The Data Catalog is a central place for analysts, data scientists, and other collaborators to share and search for datasets across their organization.

From the Data Catalog homepage, which is accessible from the Applications menu on the top right, you can search for datasets and indexed tables using the search bar at the top. You can also use the different categories below to find datasets:

  • Data Collections

  • Datasets & Indexed Tables

  • Connection Explorer

  • Popular Datasets

You can also view the data lineage, which tracks data transformations throughout your pipeline.

Screenshot of the Data Catalog.

Data Collections#

In Data Collections, you can find curated groups of datasets, view information about those datasets, and reuse them in your own projects. Click on any dataset in a collection to view its details, status, and schema. From here, you can also explore, publish, export, watch, or mark the dataset as a favorite.

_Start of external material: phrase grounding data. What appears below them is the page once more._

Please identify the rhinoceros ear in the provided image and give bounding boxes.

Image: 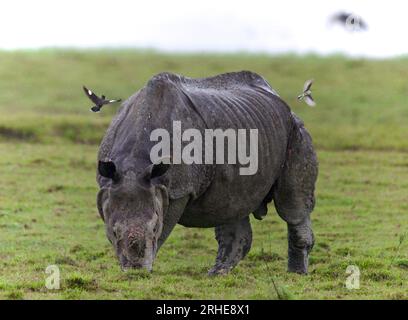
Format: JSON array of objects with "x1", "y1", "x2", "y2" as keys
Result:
[
  {"x1": 143, "y1": 163, "x2": 170, "y2": 181},
  {"x1": 151, "y1": 163, "x2": 170, "y2": 179},
  {"x1": 98, "y1": 160, "x2": 117, "y2": 180},
  {"x1": 141, "y1": 160, "x2": 170, "y2": 186}
]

Users with relevant permissions can publish datasets to a Data Collection from the Flow or from within a collection. Other users can then browse collections to find relevant datasets, read the documentation, and add datasets to their projects straight from the collection.

Screenshot of the Data Collections.

Tip

Data Collections, Workspaces, and the Feature Store are all central repositories for teams to share items in Dataiku. However, each of them has a different specialty.

  • Data Collections is the recommended place for analytics teams to share and search for input datasets to use in projects.

  • Workspaces are designed primarily for analytics teams to share end products — such as dashboards, applications, and datasets — with external audiences, collaborate with business teams and gather feedback.

  • The Feature Store is the central registry for data scientists to aggregate and share feature groups that are highlighted for their higher quality.

Datasets & Indexed Tables#

In the Datasets & Indexed Tables tab of the Data Catalog, you can search for any dataset used in projects on your organization’s Dataiku instance.

With relevant permissions, you can also use a dataset in your own projects, or publish it to a data collection or the Feature Store. You also can view details such as which projects the dataset is used in, the data contact, and when the dataset was created, modified, or last built.

If your instance admin has indexed your external database connections, you can also toggle to search Indexed External Tables. This section allows you to search your organization’s indexed connections, preview tables and their schemas, and import them as Dataiku datasets.

Screenshot of the dataset search.

Note

For a more general look at different ways to search for items and information in Dataiku, see Concept | Searching in Dataiku.

Connection Explorer#

The Connection Explorer allows you to browse your organization’s remote connections, such as BigQuery, Hive, or SQL server connections. You can browse, filter, and preview the tables on a connection, then import selected tables into your Dataiku projects.

Screenshot of the connection explorer.

Note

Administrators of data collections and of Dataiku projects can configure permissions that impact dataset visibility in a data collection. For more detail see the reference documentation.

Data Lineage#

In the Data Lineage tab, you can view the lineage of a column and track its transformations through the data pipeline. Choose the project, dataset, and column you would like to track. See Concept | Data lineage for more information.

An example of the Dataset Lineage view in the Data Catalog.